Cos’è la pratica riflessiva? Nello specifico parliamo della «capacità di riflettere su un'azione in modo da impegnarsi in un processo di apprendimento continuo». (1)

Il termine ‘reflective’ sta a indicare un’azione rivolta sia verso se stessi che verso l’esterno, esattamente come in italiano. Questo duplice significato ci viene in aiuto anche quando parliamo di ‘reflective management’, intendendo così sia il pensiero critico rivolto agli elementi della dimensione manageriale, sia quello rivolte a sé in quanto manager.

A partire dalla filosofia classica, quando parliamo di ‘pensiero critico’, intendiamo la capacità di pensare in modo chiaro e razionale e di comprendere i nessi logici tra le idee.

Chi applica il pensiero critico non accetta le idee per quello che sembrano in apparenza, ma mette in discussione credenze, idee, presupposti.

Attraverso il pensiero critico si può identificare, analizzare e risolvere problemi in modo sistematico mettendo alla prova intuizioni e istinto.

Chi ha capacità di pensiero critico è in grado di:

  • comprendere i legami tra le idee
  • determinare l'importanza e la rilevanza degli argomenti e delle idee
  • riconoscere, costruire e valutare argomentazioni e identificare incongruenze ed errori di ragionamento
  • affrontare i problemi in maniera sistemica, sistematica e coerente
  • riflettere sulle argomentazioni a supporto delle proprie ipotesi, credenze e valori.

Quindi, se la capacità di pensare a quanto accade, o è accaduto, è insita nell’essere umano, tuttavia, c’è una significativa differenza tra il 'pensiero' casuale e una 'pratica riflessiva'. La pratica riflessiva infatti, richiede un impegno a pensare consapevolmente a un evento sviluppando intuizioni (insights) in merito ad esso.
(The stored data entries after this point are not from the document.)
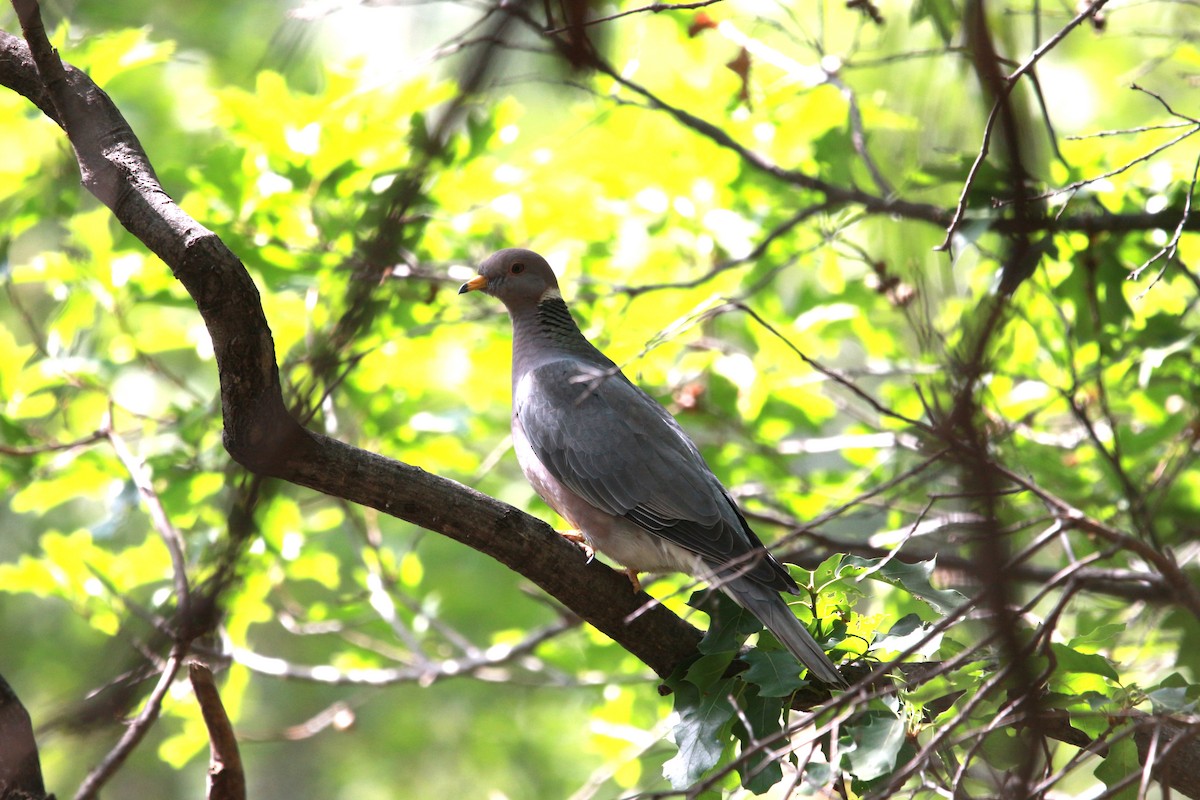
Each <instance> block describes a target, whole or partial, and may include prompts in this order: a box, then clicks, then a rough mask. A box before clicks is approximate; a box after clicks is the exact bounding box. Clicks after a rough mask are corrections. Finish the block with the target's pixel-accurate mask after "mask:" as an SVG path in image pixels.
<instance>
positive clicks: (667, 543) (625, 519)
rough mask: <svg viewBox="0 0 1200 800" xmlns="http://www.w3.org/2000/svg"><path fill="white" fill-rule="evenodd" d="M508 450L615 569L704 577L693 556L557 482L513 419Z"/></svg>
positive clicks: (548, 502) (520, 424) (542, 488)
mask: <svg viewBox="0 0 1200 800" xmlns="http://www.w3.org/2000/svg"><path fill="white" fill-rule="evenodd" d="M512 449H514V450H515V451H516V455H517V463H518V464H521V471H522V473H524V475H526V479H527V480H528V481H529V483H530V486H533V488H534V491H535V492H538V494H539V495H540V497H541V499H542V500H545V501H546V504H547V505H550V507H552V509H553V510H554V511H557V512H558V513H559V515H560V516H562V517H563V518H564V519H566V522H568V523H570V524H571V525H572V527H575V528H576V529H578V531H580V533H581V534H583V537H584V539H586V540H587V542H588V543H589V545H590V546H592V547H594V548H595V549H598V551H599V552H601V553H604V554H605V555H607V557H608V558H611V559H612V560H614V561H616V563H617V564H619V565H622V566H624V567H626V569H630V570H634V571H636V572H685V573H688V575H691V576H696V577H703V576H704V575H706V573H707V572H708V570H706V569H704V564H703V561H702V560H701V559H700V557H698V555H696V554H695V553H692V552H690V551H688V549H684V548H683V547H679V546H678V545H673V543H671V542H668V541H667V540H665V539H662V537H660V536H655V535H654V534H650V533H648V531H646V530H644V529H642V528H641V527H638V525H637V524H635V523H632V522H630V521H629V519H625V518H624V517H618V516H614V515H611V513H608V512H606V511H604V510H601V509H598V507H595V506H593V505H592V504H590V503H588V501H587V500H584V499H583V498H581V497H580V495H577V494H575V493H574V492H571V491H570V489H569V488H566V487H565V486H563V485H562V483H560V482H558V480H557V479H556V477H554V476H553V475H551V474H550V473H548V471H547V470H546V469H545V468H544V467H542V465H541V462H539V461H538V457H536V456H535V455H534V451H533V447H532V446H530V445H529V440H528V439H527V438H526V435H524V431H523V429H522V428H521V422H520V420H518V419H516V417H515V419H514V420H512Z"/></svg>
La relazione tra apprendimento esperienziale e pratica riflessiva è stato oggetto di approfondimento di vari studiosi dopo John Dewey. Tra questi Chris Argyris che ha coniato l’espressione ‘double loop learning’ (apprendimento a doppio anello) per spiegare come la riflessione consenta di fare anche un passo al di fuori del 'single loop' costituito da 'fare esperienza, riflettere, concettualizzare, applicare' andando in un secondo ciclo di riflessione che permette di riconoscere un nuovo paradigma e riformulare le proprie idee per cambiare ciò che si è fatto fino ad allora.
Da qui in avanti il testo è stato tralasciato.